Parmi la foule qu’elles quittaient ainsi, bien des cœurs battaient à l’approche des nouvelles attendues. On se le figurera aisément, si on songe que, pendant six longs mois d’été, ces marins dont on saluait le retour n’avaient pas donné une seule fois de leurs nouvelles. Or, les navires baleiniers partaient pour le Groënland peuplés d’hommes robustes et remplis d’espérances ; mais les équipages baleiniers ne revenaient jamais comme ils étaient partis.
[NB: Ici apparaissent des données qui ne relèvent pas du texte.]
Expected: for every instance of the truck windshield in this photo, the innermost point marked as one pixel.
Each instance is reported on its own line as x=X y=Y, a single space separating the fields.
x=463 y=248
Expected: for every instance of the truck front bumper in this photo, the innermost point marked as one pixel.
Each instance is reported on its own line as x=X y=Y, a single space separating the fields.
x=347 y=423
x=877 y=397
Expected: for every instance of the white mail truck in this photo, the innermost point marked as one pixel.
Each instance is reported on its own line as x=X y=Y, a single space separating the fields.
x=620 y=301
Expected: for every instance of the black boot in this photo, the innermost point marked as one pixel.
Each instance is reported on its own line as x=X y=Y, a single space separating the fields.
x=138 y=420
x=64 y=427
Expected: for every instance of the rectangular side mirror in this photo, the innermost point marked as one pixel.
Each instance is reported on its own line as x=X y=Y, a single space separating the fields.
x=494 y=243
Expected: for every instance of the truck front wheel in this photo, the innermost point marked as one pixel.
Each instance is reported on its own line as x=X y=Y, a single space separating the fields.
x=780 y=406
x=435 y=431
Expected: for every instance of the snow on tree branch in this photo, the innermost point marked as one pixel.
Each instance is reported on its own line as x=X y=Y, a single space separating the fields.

Quels étaient ceux dont les os blanchissaient maintenant sur les terribles îlots de glace flottante ? Quels étaient ceux que l’abîme garderait jusqu’au jour où la mer rendra tous les cadavres engloutis ? Quels étaient ceux qui jamais, jamais plus, ne reverraient Monkshaven ? Telles étaient les pensées qui peu à peu donnaient une physionomie solennelle à la foule, de plus en plus silencieuse.

Cependant, à quelques pas de là, cinq ou six jeunes filles, perchées au sommet d’un monceau de charpentes marines, se balançaient en se tenant par la main et chantaient un refrain joyeux.

« Pourquoi vous en allez-vous sitôt ? crièrent-elles du haut de leur observatoire à Sylvia et à sa compagne ; dans dix minutes ils seront ici ! »

Puis, sans attendre la réponse qui ne leur serait jamais arrivée, elles reprirent leur chant insensé. La ville était complètement déserte et la place du Marché complètement vide quand nos deux fermières y revinrent.

« Vous n’avez donc pas d’amoureux là-bas, que vous rentrez sitôt en ville ? » dit à Sylvia l’homme qui lui rendait son panier.